The high-powered lawyer team confiring and developing a public relations story is both infuriating and prescient. The logic, loyalty, and humor are cynically wrapped in a three-minute session at Hyannis. Wife Joan attends Mary Jo’s funeral with Ted, while Ted dons an unneeded neck brace. The theatrics aside, the fact is made  that if Mr. and Mrs. Kopechne do not blame Ted, then neither should America.

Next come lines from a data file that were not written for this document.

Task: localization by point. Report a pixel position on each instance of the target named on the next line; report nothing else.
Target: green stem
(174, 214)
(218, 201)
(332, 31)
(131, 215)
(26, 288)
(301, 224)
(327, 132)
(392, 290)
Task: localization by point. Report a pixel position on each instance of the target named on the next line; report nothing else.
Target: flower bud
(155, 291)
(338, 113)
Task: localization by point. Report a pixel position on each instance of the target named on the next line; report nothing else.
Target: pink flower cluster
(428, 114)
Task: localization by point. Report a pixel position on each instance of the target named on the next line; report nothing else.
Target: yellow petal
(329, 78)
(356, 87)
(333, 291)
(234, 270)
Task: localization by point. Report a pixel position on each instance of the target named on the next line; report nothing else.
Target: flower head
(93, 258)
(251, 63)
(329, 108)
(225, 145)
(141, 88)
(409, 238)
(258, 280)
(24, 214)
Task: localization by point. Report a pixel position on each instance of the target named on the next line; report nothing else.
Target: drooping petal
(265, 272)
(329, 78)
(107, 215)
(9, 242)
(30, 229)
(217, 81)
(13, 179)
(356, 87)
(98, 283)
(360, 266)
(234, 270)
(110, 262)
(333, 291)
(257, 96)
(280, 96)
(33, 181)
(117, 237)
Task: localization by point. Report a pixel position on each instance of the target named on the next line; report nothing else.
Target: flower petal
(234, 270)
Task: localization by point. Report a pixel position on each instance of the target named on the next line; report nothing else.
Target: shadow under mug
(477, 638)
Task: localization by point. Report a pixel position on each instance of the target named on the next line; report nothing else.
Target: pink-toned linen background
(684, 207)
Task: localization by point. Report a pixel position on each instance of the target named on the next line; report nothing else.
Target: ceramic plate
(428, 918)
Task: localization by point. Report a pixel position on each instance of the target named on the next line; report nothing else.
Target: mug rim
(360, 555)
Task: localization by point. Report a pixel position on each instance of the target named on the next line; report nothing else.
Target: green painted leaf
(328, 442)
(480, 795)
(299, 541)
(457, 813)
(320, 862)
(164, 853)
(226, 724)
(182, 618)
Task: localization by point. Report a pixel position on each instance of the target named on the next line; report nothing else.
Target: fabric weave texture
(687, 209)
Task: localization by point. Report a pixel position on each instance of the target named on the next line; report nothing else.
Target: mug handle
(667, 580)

The final boyhood bedroom scene with father and son is for the stage, and I think a tad over the top. I feel the same about the face slap episode. A father taunting a son with “ you will never be great” is never effective or pretty. Ted’s response that his brothers were great because of who they were, not because of who you are seems like simplistic overkill.

Joe Gargan died at 87 a few months ago, estranged from the Kennedys.  Though the film shows some hints of jealousy when it comes to his cousin Ted, it is Joe Gargan’s moral strength that shines in this film. Helms is great as the guide, who is ultimately disappointed by Ted’s slow acceptance of responsibility. Gargan’s outrage is shown in the lines, “ we all have flaws. Moses had flaws, a temper, but he never left a girl at the bottom of the Red Sea.” Like Willy Loman’s friend and neighbor Charley , he does his best to pay needful attention. Edward  Kennedy was a lion in the Senate, but he is made more human by being seen as an Arthur Miller mesh of Willy, Biff, and Happy: deluded, flawed, and longing to escape.